Over-the-Counter Drugs May Restore Immune Function: Ibuprofen Beats Old Age
It turns out that ibuprofen may just be what our immune systems need as they age. Scientists have found that although the macrophages from the lungs of old mice responded differently than those of young mice, ibuprofen reversed these changes.
"Inflammation in old age can have significant consequences on immune function," said Joanne Turner, one of the researchers, in a news release. "With this knowledge, it may be possible to reduce or prevent some diseases in the elderly by decreasing inflammation with diet, exercise and/or drugs."
The researchers first learned about the possible use of ibuprofen by measuring inflammatory markers in the total lung or within purified macrophage populations of young healthy mice and old healthy mice. Inflammatory markers were elevated in old mice, and isolated macrophages from both old and young healthy mice responded differentially to infection with Mycobacterium tuberculosis. Then, the scientists placed a group of old, but healthy, mice on an ibuprofen supplemented diet. In the end, they found that this reduced inflammation and actually restored immune function in the old mice.
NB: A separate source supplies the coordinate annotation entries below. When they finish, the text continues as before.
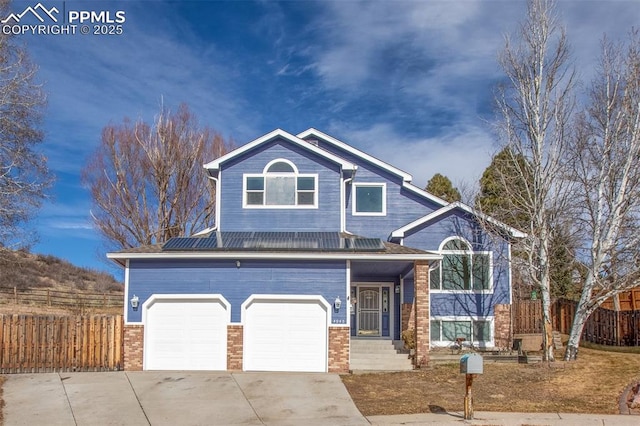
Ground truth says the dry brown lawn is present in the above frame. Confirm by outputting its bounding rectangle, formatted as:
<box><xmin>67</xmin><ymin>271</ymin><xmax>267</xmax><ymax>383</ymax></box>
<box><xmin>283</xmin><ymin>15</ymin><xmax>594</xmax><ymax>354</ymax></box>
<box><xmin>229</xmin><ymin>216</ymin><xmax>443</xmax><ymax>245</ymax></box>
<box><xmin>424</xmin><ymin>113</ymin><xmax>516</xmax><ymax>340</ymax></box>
<box><xmin>342</xmin><ymin>348</ymin><xmax>640</xmax><ymax>416</ymax></box>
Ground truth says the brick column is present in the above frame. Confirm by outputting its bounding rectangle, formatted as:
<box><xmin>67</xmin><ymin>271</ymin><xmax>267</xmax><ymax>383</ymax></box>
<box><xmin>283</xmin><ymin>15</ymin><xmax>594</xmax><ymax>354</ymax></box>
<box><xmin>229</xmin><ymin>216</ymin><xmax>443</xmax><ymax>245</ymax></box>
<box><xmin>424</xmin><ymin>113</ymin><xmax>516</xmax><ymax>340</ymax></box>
<box><xmin>123</xmin><ymin>324</ymin><xmax>144</xmax><ymax>371</ymax></box>
<box><xmin>227</xmin><ymin>324</ymin><xmax>244</xmax><ymax>371</ymax></box>
<box><xmin>400</xmin><ymin>303</ymin><xmax>415</xmax><ymax>332</ymax></box>
<box><xmin>329</xmin><ymin>327</ymin><xmax>351</xmax><ymax>373</ymax></box>
<box><xmin>414</xmin><ymin>260</ymin><xmax>430</xmax><ymax>367</ymax></box>
<box><xmin>493</xmin><ymin>304</ymin><xmax>511</xmax><ymax>349</ymax></box>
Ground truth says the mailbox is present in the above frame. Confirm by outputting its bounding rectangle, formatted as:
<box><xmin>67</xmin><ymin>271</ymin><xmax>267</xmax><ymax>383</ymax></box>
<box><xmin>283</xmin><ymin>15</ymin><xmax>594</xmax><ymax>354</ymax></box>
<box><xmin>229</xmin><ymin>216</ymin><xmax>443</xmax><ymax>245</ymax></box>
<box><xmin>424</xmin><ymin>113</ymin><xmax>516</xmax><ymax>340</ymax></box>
<box><xmin>460</xmin><ymin>353</ymin><xmax>482</xmax><ymax>374</ymax></box>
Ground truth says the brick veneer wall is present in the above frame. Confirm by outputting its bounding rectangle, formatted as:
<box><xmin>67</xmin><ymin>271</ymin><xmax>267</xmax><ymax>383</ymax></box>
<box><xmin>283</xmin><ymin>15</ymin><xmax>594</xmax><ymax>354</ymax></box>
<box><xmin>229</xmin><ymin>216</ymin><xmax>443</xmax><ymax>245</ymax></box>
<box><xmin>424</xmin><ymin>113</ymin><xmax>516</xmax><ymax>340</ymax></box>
<box><xmin>400</xmin><ymin>303</ymin><xmax>415</xmax><ymax>332</ymax></box>
<box><xmin>493</xmin><ymin>304</ymin><xmax>511</xmax><ymax>349</ymax></box>
<box><xmin>227</xmin><ymin>325</ymin><xmax>244</xmax><ymax>370</ymax></box>
<box><xmin>124</xmin><ymin>324</ymin><xmax>144</xmax><ymax>371</ymax></box>
<box><xmin>329</xmin><ymin>327</ymin><xmax>351</xmax><ymax>373</ymax></box>
<box><xmin>414</xmin><ymin>260</ymin><xmax>430</xmax><ymax>367</ymax></box>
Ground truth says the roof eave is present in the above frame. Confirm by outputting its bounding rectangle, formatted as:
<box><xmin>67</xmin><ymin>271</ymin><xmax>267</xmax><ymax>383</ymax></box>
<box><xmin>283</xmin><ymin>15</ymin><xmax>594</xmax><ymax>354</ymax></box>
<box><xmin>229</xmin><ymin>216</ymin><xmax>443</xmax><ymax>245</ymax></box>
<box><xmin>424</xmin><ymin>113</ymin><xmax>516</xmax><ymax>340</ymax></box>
<box><xmin>203</xmin><ymin>129</ymin><xmax>356</xmax><ymax>175</ymax></box>
<box><xmin>107</xmin><ymin>251</ymin><xmax>442</xmax><ymax>264</ymax></box>
<box><xmin>297</xmin><ymin>127</ymin><xmax>413</xmax><ymax>182</ymax></box>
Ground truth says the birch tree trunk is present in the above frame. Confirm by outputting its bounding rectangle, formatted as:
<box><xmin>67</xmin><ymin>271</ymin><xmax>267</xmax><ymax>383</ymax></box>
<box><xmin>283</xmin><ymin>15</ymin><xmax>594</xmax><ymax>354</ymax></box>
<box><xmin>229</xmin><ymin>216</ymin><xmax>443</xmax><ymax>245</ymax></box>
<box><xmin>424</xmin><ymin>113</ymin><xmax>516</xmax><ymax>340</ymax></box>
<box><xmin>564</xmin><ymin>30</ymin><xmax>640</xmax><ymax>360</ymax></box>
<box><xmin>497</xmin><ymin>0</ymin><xmax>575</xmax><ymax>361</ymax></box>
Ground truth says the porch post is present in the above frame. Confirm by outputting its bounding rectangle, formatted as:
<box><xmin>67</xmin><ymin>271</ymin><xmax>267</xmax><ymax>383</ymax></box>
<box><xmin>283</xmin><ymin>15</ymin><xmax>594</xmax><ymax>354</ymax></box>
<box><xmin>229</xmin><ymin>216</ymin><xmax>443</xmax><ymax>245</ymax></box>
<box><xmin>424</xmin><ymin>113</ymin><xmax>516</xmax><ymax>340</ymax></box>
<box><xmin>413</xmin><ymin>260</ymin><xmax>430</xmax><ymax>367</ymax></box>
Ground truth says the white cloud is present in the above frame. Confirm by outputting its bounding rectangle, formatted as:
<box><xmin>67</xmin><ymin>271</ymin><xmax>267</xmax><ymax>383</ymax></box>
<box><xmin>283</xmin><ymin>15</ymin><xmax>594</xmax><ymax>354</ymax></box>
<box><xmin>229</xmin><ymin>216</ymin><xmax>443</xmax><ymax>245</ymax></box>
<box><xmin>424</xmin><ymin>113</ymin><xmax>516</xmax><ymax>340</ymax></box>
<box><xmin>332</xmin><ymin>124</ymin><xmax>495</xmax><ymax>188</ymax></box>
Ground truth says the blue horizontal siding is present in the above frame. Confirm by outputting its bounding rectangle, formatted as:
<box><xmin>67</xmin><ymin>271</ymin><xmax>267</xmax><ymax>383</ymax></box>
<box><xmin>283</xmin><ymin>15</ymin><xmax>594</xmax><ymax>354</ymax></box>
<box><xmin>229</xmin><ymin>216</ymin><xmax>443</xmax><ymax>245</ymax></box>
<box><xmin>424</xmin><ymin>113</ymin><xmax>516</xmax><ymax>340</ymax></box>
<box><xmin>312</xmin><ymin>139</ymin><xmax>442</xmax><ymax>240</ymax></box>
<box><xmin>404</xmin><ymin>210</ymin><xmax>511</xmax><ymax>316</ymax></box>
<box><xmin>219</xmin><ymin>139</ymin><xmax>341</xmax><ymax>231</ymax></box>
<box><xmin>127</xmin><ymin>259</ymin><xmax>348</xmax><ymax>324</ymax></box>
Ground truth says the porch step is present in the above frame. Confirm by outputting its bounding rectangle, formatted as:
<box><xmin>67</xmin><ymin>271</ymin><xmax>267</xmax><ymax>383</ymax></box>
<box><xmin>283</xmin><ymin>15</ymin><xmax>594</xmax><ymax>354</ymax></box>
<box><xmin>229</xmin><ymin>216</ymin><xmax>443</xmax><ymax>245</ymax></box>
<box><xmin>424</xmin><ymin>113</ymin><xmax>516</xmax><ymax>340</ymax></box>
<box><xmin>350</xmin><ymin>338</ymin><xmax>413</xmax><ymax>371</ymax></box>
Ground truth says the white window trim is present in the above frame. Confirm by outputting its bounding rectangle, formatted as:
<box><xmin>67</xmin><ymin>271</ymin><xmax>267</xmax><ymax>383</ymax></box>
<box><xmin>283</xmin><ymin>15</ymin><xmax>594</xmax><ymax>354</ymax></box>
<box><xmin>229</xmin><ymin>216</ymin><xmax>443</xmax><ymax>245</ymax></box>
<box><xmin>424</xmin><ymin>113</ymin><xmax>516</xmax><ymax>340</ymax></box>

"This may give new meaning to the phrase 'take two aspirins and call me in the morning,'" said John Wherry, Deputy Editor of the Journal of Leukocyte Biology.
In fact, the findings reveal that the key to more youthful immune function may just be ibuprofen. That said, this study was conducted on mice. Scientists will have to conduct further research before applying their findings to humans. Yet this does show a possible avenue for future research.
The findings are published in the Journal of Leukocyte Biology.